In a social media post on Sunday, Trump accused President Joe Biden of playing a role in the Manhattan probe but offered no evidence. The White House did not immediately respond to a request for comment.
A spokesperson for Bragg, whose office has been investigating a $130,000 hush payment made by Trump's former personal lawyer Michael Cohen to porn actor Stormy Daniels, declined to comment on Sunday.
Sources have said Bragg's office has been presenting evidence to a grand jury about the payment, which came in the waning days of the 2016 campaign in return for Daniels' silence about an affair she said she had with Trump a decade earlier.
Trump has denied the affair happened and called the investigation by Bragg a witch hunt.
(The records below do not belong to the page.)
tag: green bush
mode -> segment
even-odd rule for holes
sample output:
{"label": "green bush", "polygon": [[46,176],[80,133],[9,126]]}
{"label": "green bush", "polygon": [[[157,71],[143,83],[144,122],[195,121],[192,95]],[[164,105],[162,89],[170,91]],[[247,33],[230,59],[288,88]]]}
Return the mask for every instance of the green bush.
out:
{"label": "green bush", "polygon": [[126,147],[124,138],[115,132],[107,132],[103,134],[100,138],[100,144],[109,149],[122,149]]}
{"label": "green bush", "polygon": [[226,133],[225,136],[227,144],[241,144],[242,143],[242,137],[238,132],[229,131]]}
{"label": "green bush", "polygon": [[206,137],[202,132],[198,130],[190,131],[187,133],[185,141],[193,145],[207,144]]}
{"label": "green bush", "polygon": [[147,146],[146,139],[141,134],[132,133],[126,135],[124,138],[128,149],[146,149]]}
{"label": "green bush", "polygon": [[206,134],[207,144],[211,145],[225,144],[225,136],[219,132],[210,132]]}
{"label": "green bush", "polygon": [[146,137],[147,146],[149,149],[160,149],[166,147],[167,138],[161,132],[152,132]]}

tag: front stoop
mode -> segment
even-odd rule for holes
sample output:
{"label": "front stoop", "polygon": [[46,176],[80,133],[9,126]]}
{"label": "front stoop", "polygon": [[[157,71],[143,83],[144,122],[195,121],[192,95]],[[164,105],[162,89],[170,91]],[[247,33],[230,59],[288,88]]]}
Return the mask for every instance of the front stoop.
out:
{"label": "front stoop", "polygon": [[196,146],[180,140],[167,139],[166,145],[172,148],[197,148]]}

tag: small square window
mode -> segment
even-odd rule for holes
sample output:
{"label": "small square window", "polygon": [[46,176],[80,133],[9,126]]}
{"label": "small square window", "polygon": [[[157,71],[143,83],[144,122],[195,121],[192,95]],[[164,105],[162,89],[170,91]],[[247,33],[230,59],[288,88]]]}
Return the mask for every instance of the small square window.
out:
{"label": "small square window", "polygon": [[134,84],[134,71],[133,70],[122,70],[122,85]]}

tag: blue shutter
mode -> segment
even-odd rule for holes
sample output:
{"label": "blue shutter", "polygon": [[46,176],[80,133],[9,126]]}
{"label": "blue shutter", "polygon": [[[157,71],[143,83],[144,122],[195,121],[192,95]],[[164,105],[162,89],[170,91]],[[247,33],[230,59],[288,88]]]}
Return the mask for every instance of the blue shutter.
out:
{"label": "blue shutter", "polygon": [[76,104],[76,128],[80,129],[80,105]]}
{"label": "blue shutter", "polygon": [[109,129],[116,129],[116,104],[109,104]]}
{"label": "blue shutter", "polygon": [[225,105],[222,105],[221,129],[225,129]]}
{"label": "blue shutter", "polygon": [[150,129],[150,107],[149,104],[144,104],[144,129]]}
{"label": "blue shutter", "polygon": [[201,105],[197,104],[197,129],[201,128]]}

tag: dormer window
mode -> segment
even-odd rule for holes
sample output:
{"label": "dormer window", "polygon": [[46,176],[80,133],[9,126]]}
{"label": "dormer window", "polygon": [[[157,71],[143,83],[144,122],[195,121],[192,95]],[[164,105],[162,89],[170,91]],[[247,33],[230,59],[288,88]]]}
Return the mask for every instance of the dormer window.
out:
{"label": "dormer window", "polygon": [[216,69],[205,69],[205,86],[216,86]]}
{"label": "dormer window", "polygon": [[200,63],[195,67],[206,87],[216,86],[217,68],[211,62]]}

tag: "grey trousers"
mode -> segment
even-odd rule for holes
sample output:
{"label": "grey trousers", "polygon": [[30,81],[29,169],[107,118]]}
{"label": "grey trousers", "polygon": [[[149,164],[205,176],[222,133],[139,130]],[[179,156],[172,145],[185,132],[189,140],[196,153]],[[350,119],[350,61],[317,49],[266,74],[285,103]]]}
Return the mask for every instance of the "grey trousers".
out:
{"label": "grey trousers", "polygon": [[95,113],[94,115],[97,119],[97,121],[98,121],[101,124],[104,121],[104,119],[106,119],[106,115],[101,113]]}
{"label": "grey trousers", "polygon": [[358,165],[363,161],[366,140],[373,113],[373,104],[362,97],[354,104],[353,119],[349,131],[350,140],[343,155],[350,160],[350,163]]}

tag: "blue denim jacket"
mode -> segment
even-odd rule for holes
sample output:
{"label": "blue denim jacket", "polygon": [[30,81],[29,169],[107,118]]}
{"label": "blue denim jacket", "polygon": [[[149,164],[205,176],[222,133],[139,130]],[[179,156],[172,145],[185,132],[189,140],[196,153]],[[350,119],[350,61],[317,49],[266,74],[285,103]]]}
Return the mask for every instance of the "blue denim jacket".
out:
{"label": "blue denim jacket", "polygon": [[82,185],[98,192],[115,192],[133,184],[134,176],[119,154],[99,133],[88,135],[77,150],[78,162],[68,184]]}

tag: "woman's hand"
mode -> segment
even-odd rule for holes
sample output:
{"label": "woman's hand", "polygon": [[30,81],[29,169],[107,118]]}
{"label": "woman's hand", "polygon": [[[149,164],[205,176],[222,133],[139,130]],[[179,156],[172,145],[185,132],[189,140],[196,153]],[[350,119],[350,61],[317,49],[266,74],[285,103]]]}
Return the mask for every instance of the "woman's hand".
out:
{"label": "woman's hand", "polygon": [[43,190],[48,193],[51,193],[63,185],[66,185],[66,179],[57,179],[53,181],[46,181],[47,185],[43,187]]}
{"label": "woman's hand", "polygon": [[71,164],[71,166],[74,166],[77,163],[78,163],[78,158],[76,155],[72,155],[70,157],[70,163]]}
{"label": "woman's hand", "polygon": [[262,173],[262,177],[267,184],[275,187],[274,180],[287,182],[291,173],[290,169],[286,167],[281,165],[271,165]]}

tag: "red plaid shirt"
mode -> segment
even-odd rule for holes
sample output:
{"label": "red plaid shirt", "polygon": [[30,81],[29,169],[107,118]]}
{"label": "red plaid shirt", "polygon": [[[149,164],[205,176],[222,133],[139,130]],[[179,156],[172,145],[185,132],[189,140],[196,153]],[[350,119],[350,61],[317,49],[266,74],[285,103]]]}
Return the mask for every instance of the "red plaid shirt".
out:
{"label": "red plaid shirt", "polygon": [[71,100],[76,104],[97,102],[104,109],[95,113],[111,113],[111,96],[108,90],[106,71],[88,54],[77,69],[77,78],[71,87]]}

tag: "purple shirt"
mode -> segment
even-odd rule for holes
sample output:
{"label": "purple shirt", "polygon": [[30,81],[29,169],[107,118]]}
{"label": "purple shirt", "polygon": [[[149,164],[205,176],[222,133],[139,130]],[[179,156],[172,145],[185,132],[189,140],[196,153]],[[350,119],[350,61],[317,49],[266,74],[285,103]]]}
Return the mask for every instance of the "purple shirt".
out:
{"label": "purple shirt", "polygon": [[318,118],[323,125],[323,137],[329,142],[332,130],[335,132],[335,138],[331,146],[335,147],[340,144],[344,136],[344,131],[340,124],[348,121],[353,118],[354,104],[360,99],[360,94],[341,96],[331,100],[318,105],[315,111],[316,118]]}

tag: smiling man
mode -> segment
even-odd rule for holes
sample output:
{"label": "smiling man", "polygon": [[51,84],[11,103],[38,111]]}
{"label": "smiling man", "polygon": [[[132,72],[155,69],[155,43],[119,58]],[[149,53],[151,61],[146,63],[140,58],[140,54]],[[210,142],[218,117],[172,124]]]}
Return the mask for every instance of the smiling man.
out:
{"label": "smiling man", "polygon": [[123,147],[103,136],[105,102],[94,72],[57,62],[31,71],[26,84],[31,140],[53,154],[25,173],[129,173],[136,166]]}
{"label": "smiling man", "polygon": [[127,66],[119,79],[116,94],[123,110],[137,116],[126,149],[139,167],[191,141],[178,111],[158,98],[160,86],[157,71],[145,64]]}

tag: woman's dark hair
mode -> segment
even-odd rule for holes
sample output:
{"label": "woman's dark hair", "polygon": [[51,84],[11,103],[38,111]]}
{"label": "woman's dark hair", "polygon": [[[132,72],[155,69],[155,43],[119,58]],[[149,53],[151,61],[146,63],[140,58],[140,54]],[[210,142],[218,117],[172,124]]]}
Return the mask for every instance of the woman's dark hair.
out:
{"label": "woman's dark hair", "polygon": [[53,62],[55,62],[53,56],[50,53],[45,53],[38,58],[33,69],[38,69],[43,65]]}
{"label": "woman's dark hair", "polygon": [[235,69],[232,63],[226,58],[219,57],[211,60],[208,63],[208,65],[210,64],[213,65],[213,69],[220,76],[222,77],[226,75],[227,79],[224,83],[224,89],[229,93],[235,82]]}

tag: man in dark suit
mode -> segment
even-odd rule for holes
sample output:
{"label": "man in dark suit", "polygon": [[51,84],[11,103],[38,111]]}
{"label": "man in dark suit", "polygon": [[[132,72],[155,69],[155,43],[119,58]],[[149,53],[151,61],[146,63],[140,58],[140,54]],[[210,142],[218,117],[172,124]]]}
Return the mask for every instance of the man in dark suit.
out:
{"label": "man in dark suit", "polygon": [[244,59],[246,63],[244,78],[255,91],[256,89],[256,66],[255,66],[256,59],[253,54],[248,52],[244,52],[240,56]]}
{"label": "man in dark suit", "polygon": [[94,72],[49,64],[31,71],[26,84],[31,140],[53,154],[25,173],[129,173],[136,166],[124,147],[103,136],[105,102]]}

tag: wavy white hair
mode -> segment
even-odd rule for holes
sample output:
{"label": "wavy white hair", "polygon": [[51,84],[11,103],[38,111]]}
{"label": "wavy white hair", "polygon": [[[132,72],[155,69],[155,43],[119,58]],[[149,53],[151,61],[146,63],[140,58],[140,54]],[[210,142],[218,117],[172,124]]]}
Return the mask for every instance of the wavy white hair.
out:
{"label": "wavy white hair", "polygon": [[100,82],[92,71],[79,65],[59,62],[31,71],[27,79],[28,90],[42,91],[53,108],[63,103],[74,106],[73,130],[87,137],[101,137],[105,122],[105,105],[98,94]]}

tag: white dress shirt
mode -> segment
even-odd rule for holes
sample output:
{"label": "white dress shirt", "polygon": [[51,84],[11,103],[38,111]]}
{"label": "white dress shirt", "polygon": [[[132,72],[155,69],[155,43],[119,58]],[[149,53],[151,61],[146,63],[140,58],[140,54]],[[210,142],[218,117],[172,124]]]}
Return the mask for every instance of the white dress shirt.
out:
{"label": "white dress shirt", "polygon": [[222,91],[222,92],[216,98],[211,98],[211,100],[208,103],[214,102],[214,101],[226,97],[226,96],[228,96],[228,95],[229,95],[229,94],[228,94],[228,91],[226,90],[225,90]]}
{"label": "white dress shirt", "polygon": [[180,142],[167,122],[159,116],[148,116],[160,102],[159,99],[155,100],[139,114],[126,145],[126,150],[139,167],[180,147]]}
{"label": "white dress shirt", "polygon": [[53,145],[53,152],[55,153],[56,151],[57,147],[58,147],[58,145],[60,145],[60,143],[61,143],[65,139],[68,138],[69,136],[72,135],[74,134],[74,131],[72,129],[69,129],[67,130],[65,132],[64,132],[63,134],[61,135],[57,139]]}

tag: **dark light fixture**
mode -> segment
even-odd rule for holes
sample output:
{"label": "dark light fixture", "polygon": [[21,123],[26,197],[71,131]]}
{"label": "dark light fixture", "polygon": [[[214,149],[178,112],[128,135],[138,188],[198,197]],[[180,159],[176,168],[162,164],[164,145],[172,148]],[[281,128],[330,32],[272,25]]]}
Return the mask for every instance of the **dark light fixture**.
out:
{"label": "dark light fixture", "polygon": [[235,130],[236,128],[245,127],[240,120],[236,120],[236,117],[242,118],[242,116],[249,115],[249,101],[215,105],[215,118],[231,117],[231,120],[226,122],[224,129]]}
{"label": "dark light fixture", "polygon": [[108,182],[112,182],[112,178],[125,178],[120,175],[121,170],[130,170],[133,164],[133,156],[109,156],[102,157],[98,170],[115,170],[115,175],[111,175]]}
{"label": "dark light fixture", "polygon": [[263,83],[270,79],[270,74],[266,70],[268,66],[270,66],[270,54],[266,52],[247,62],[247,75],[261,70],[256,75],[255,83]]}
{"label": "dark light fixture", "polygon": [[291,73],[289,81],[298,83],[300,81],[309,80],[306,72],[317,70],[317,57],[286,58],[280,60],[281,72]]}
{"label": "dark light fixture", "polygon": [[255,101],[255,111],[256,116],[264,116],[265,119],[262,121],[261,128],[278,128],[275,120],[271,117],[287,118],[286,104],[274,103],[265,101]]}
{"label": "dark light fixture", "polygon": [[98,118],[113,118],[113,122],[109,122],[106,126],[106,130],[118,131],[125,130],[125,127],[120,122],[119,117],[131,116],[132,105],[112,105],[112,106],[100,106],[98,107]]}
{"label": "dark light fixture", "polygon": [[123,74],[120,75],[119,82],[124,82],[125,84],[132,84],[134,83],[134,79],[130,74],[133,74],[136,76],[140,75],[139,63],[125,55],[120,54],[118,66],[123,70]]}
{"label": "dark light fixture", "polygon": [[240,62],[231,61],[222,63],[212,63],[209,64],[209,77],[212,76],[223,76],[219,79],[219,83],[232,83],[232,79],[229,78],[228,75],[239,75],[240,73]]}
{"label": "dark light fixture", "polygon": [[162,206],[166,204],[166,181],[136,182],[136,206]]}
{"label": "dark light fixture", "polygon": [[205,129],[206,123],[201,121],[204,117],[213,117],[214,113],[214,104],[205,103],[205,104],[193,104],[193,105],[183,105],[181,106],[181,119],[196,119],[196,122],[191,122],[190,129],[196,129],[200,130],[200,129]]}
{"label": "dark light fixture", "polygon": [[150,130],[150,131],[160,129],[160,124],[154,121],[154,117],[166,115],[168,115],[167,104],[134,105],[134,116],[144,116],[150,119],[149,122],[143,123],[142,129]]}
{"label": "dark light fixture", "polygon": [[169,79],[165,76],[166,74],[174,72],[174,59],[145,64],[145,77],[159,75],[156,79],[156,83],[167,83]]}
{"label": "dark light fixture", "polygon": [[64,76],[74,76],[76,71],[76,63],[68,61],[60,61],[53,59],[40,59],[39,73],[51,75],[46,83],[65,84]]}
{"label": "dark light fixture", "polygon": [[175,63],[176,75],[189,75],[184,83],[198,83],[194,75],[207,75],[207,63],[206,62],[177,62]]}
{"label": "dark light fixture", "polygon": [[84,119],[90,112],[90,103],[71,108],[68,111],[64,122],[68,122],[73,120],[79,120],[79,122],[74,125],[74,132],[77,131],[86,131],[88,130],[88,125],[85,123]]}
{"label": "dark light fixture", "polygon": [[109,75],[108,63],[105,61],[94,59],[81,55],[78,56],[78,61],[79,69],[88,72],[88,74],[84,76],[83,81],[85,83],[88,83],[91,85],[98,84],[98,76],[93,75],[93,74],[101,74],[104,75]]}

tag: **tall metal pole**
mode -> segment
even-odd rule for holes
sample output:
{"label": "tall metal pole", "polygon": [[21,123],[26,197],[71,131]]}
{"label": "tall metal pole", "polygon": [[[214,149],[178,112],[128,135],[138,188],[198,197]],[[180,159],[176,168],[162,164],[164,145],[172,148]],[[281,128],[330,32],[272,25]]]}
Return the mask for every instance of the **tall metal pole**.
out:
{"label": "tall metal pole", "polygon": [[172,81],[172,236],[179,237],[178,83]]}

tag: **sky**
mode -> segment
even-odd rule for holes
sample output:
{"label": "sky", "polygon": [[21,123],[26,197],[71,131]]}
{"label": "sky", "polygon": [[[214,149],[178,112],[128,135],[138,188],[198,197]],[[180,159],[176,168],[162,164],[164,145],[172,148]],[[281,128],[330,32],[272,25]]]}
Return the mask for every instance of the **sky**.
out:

Robert Costello, a lawyer, is expected to appear before the Manhattan grand jury on Monday, a source familiar with the matter said, suggesting Costello would call Cohen's credibility into question.
A witness has been expected to appear on Monday at the request of Trump's attorneys to provide information exculpatory of the former president, another source told Reuters on Saturday.
Costello's expected appearance was first reported by the New York Times.
Legal experts have said if Trump were indicted that any trial would still be more than a year away, possibly coinciding with the final months of the 2024 presidential campaign.
When asked if the legal drama surrounding Trump could help him politically, the top House Democrat, Hakeem Jeffries, told MSNBC's "Inside with Jen Psaki" that American voters had rejected political extremism during the 2022 midterm elections.
"It's my expectation that they will continue to do so moving forward," he said on Sunday. "It is unfortunate that the extreme has become mainstream for this version of the Republican Party."